You’re going to face challenges over the coming weeks. That’s cool, and totally expected.
What’s not cool is facing the same issues over and over without being prepared to deal with them.
That can be incredibly disruptive to your progress and -if left unchecked- will absolutely stand in the way of you achieving your goals.
Let me guide you through some of the common challenges you’re likely to face during your transformation along with some of the mistakes many people make.
Over the next few lessons we’ll cover how to solve these problems, avoid making the mistakes and move past them so you continue on journey to success.
When we start anything new we feel motivated. And believe this is how we’re always going to feel.
You’re determined to get the best results, so you push yourselves to the limit in the gym, train 5 days per week, seriously cut back on the diet. Drink more water and take up pilates and yoga to help you recover.
When you struggle to keep all the plates spinning you end up crashing and burning. You can’t do your whole 3 hour routine so you end up doing nothing. You can’t eat your perfectly balanced meal plan, so you end up gorging on fish and chips.

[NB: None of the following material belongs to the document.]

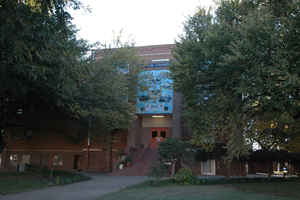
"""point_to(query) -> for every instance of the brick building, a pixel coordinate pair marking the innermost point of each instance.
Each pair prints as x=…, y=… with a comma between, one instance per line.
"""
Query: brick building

You feel guilty, like you’ve let yourselves down. And ultimately you give up, convinced that you just don’t have the willpower to be fit, lean and healthy.

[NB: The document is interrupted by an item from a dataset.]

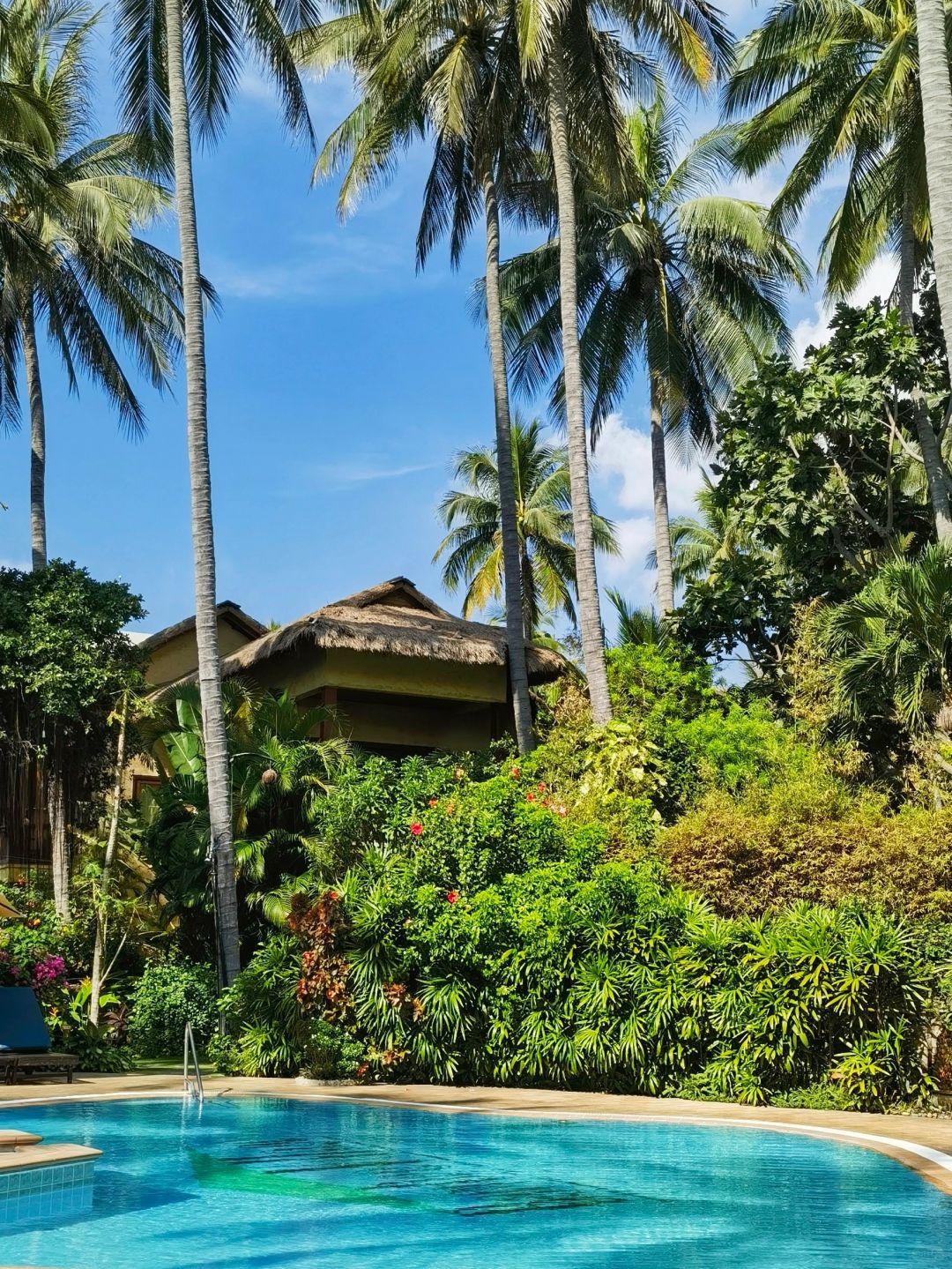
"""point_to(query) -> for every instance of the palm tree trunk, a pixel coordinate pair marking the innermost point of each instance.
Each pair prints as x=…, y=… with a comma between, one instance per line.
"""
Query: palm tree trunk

The problem wasn’t you. It’s that you tried to do too much too soon. You forgot that ups and downs in motivation are totally normal. And that to try and learn a whole new way of living overnight was always destined to fail.
To combat this start by focusing on changing just one thing (for Fit & Lean we recommend your first habit revolves around your exercise routine).
Develop a routine that’s 100% manageable. Even on your busiest, most stressful week.
Sure it needs to be challenging enough so you start feeling fitter, but not so overwhelming that when you don’t feel like exercising (and believe, this time will come!).
Rather than trying to address everything all at once, we recommend starting small. Focusing on one area (like working out 3-5 days per week). Master that, then move onto the next thing.
Make a small change to your diet. Get consistent then move onto the next thing.
Increase how active you are each day. Master that, then move onto the next thing.
Fitness Truth #1: Start Small
Throughout the programme we’ll be encouraging you to take it one step at a time. Master each habit individually. Then build on those habits over the weeks and months.
By the end of the programme you’ll have a number of new habits and behaviours that align with the body you want. And you’ll have built them in a way that’s sustainable – which means lasting results.
Today’s we’ve covered how building up new habits one at a time is the way to go for sustainable change. And how keeping your ‘behaviour goals’ manageable will allow you to keep going long enough to see the results you’re looking for.